Avere il passaporto in un “paese in via di sottosviluppo”

di MATTEO CORSINI

Mentre il presidente della Repubblica ci teneva a far sapere di aver telefonicamente tirato le orecchie al ministro dell’Interno per via delle manganellate inferte dai poliziotti a studenti manifestanti per la Palestina, il Sole 24Ore dedicava (a mio parere meritoriamente) un paio di pagine a uno dei diversi segnali del fatto che l’Italia è un Paese in via di sottosviluppo: i tempi biblici necessari per l’emissione o il rinnovo del passaporto.
Un documento che in altri Paesi europei è ottenibile mediante procedimenti molto più snelli, spesso in tutto o in gran parte online, tra l’altro a costi inferiori ai 116 euro che servono a un cittadino italiano (e meno male che qualche anno fa è stata abolita l’imposta di bollo annuale, a onor del vero evasa dai più, ma altro balzello allucinante).

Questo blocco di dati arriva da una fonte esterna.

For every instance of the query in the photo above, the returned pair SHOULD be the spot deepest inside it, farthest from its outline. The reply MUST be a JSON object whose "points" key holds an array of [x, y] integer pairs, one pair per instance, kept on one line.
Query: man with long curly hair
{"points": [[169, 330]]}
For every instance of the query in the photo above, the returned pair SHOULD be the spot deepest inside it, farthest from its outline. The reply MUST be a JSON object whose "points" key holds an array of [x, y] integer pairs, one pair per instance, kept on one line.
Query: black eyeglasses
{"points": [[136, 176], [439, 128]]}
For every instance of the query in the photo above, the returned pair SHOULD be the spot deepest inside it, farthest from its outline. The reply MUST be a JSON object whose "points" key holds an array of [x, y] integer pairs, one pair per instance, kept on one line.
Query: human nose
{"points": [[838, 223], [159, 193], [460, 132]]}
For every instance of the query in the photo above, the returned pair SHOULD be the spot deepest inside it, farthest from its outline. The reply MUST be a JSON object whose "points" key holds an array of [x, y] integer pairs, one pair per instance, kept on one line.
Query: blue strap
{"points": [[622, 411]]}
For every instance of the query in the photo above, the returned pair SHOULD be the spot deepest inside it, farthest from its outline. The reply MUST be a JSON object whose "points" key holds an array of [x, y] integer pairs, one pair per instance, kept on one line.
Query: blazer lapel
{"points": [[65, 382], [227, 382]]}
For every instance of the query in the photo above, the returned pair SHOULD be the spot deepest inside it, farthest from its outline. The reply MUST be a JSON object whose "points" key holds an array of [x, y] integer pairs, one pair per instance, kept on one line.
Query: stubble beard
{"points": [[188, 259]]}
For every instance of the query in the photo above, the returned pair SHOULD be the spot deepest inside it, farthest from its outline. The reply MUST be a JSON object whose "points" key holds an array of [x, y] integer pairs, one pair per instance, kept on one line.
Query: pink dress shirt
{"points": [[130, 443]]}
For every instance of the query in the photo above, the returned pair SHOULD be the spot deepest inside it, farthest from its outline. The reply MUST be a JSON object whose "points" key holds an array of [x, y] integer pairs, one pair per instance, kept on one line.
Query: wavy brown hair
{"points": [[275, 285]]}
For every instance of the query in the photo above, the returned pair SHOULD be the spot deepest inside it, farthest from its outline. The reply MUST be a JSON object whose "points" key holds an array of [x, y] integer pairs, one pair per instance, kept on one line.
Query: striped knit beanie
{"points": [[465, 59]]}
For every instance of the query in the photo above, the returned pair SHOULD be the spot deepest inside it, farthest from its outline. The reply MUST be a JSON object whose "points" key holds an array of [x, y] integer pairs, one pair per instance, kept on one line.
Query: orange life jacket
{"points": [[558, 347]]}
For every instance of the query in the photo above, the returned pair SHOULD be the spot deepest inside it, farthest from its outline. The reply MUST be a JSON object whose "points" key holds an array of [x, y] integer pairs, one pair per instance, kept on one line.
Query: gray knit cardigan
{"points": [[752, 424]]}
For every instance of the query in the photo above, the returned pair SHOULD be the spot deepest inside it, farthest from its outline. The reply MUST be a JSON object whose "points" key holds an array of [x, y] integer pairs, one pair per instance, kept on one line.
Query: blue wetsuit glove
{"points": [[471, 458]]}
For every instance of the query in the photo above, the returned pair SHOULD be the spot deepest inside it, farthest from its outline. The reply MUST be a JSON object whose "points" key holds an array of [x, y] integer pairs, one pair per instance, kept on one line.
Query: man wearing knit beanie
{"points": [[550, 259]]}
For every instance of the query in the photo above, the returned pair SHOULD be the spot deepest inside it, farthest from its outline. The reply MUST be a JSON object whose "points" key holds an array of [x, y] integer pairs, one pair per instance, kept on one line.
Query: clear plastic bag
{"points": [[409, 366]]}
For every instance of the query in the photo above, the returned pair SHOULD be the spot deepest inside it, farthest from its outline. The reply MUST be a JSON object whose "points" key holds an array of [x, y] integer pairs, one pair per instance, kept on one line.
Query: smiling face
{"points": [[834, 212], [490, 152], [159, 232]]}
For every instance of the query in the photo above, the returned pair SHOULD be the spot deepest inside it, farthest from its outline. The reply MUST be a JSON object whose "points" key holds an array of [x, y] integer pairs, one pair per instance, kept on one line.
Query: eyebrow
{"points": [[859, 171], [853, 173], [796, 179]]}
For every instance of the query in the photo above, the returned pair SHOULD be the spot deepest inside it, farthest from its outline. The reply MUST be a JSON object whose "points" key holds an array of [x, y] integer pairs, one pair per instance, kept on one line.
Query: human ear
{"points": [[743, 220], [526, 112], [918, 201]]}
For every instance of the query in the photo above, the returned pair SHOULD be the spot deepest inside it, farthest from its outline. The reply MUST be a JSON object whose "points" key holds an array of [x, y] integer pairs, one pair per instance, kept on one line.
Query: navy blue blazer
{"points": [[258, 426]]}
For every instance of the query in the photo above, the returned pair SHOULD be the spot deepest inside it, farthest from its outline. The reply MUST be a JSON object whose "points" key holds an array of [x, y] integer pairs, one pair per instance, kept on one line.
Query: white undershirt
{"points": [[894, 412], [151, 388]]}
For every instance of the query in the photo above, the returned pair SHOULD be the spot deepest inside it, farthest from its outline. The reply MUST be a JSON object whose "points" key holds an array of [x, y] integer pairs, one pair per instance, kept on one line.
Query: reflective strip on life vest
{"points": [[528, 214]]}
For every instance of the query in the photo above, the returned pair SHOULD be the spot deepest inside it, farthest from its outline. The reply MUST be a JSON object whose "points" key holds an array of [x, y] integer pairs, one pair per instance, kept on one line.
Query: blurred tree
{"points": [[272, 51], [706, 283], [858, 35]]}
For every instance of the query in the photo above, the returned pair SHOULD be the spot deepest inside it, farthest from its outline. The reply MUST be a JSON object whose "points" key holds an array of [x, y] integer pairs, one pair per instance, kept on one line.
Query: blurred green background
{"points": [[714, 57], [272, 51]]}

Il ministro Piantedosi cerca di difendere il poco difendibile, ricordando che il sistema di pagamento, che obbliga il richiedente a pagare 42,5 euro presso gli uffici postali e ulteriori 73,5 euro in tabaccheria a titolo di contributo amministrativo, “è in via di superamento“, e che “nel 2023 sono stati rilasciati 2,75 milioni di documenti, un milione in più rispetto a ciascun anno pre-pandemico“.
Perché il problema del dover passare per le Questure per ottenere il passaporto ha reso ancora più lungo un procedimento già anacronistico a seguito dei quasi due anni persi per i lockdown vari.

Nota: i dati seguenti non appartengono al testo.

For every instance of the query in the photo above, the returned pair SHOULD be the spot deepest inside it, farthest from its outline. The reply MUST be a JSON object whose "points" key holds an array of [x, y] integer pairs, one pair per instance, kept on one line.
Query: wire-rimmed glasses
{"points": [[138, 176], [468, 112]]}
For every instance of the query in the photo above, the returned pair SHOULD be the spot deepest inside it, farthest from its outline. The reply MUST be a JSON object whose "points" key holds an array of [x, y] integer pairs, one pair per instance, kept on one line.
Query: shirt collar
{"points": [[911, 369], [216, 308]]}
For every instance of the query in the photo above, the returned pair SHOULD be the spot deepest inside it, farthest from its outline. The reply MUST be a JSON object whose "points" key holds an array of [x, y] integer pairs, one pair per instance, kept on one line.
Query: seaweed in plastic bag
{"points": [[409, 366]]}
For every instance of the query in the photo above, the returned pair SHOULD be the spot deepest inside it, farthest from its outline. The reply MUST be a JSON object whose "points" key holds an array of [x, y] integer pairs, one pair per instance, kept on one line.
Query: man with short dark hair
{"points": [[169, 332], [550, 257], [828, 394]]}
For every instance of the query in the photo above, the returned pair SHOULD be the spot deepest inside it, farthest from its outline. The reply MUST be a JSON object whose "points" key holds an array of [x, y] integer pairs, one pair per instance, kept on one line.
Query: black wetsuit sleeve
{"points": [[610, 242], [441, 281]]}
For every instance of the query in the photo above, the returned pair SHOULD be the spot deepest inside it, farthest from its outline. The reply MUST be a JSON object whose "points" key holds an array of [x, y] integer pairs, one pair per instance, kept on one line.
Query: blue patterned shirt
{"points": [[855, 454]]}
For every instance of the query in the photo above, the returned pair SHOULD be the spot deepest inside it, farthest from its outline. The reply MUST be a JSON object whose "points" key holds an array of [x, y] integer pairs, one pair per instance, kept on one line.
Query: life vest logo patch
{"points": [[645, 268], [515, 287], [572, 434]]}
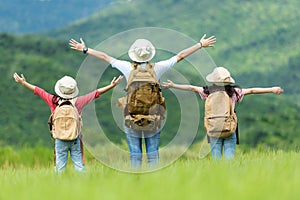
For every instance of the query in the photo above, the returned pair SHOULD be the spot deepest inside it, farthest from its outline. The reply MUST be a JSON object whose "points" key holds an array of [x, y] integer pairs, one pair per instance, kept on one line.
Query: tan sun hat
{"points": [[220, 75], [141, 50], [66, 87]]}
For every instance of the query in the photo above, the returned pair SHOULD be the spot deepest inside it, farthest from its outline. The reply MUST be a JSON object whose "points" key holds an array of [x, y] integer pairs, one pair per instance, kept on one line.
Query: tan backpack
{"points": [[65, 121], [144, 106], [220, 120]]}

Per quanto mi riguarda rinnovai il passaporto nell’estate del 2020 e mi ci vollero meno di 3 settimane, ma in quel periodo si era in piena isteria da Covid, per cui quasi nessuno chiedeva l’emissione o il rinnovo del passaporto. All’epoca mi illudevo che l’isteria in questione sarebbe terminata per l’autunno, ossia il periodo in cui viaggio solitamente. Era ahimè una pia illusione, ma per lo meno non mi sono poi trovato, dal 2022 in poi, ad attendere mesi per rinnovare il documento.
Va da sé che, se tra un DPCM e l’altro in cui si rinchiudevano le persone e le si obbligava (se volevano lavorare ed entrare in locali o mezzi di trasporto pubblici) a iniettarsi un prodotto chiamato vaccino ma che, contrariamente a ciò che fino a quel momento corrispondeva alla definizione di vaccino, non evitava il contagio, si fosse ammodernato il procedimento per ottenere il passaporto, oggi non saremmo in questa situazione.
Ma in un Paese in via di sottosviluppo non si può pretendere troppo, evidentemente.